Wed, 28 Jan 2015 | norman

How to solve big problems

As a software developer, I believe it is important to be able to test any solution to a problem. If you do not test it, how do you know whether you have solved it? If you cannot compare solutions, either quantitatively or qualitatively, your choice of solution cannot be justified. Oh, you can try to justify it. For millennia ideas have been justified with persuasive arguments entirely devoid of actual evidence. It worked great for Plato. But when I say "justified", I mean justified by evidence. Without knowing how to determine success, it is impossible to know whether you have succeeded.

So, first, determine a test. This is not easy, but it is necessary, and in many disciplines often omitted.

Then, either invent an hypothesis, or choose an existing hypothesis. This is the fun part. This is the part that we tend to talk about to friends, and get excited about. This is the bit that we write papers on, or blog about, or legislate, or write on banners and shout from soapboxes. I don't think this step is new to anyone.

But the last step is probably the hardest: Come up with a political or economic or business model for getting the solution implemented, and execute it. Because if you don't have a mechanism for changing the status quo, it's unlikely to change.

These steps apply to economics, philosophy, politics, and any field that can have solutions that apply to people.

I would love to help you with the last step, but I am no good at it. Even some of the world's most influential people have struggled to implement the things they wanted to change. Of the three, the last step must surely be the hardest. I think the best that most of us can do is add our voice to a crowd. And if that crowd doesn't yet exist, then you have to shout really loudly.

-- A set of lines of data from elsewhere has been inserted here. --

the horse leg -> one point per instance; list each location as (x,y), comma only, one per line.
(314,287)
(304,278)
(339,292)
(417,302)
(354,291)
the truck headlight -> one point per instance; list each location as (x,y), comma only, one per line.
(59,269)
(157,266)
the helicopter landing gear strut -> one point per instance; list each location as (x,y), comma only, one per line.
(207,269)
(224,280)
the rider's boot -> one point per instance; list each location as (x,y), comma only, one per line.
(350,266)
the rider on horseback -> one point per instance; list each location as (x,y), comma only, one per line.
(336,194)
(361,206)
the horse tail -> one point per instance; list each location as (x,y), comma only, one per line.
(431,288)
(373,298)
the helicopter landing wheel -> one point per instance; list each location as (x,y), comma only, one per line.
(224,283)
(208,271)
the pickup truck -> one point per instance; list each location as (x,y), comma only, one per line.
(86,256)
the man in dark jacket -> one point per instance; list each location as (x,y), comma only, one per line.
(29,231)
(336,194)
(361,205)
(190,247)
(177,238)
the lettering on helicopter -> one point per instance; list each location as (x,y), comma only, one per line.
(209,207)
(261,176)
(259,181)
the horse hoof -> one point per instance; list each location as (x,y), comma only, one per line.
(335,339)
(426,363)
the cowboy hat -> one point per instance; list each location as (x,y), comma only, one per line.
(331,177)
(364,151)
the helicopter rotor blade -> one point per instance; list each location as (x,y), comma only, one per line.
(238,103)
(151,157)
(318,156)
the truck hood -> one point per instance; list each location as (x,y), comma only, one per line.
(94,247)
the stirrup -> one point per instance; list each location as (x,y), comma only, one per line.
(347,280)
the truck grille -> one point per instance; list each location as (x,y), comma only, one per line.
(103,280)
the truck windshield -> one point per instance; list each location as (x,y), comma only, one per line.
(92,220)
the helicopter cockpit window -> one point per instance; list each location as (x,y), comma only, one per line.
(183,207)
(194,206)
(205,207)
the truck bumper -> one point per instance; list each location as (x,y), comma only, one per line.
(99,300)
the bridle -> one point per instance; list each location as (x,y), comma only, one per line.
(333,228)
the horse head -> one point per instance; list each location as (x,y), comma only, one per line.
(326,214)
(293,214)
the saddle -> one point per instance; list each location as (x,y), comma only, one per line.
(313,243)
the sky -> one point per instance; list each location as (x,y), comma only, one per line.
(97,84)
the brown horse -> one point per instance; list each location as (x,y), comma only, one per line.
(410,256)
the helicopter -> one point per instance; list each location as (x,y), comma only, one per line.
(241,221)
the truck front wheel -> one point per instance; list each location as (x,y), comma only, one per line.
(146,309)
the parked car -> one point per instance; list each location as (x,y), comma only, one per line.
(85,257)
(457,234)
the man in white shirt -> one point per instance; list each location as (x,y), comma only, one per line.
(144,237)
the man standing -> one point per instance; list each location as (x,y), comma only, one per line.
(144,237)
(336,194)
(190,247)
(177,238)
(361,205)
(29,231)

Whether to solve big problems

For people without the financial or political means to implement solutions or bring about change, it might be better to be a good parent and to work hard at a fulfilling and socially impactful career, than to be a mediocre parent, a mediocre professional, a mediocre blogger, and a useless activist.

In other words, maybe I should shut up about ideas that I am never going to follow through on, and focus on the few areas where I might actually make any kind of difference.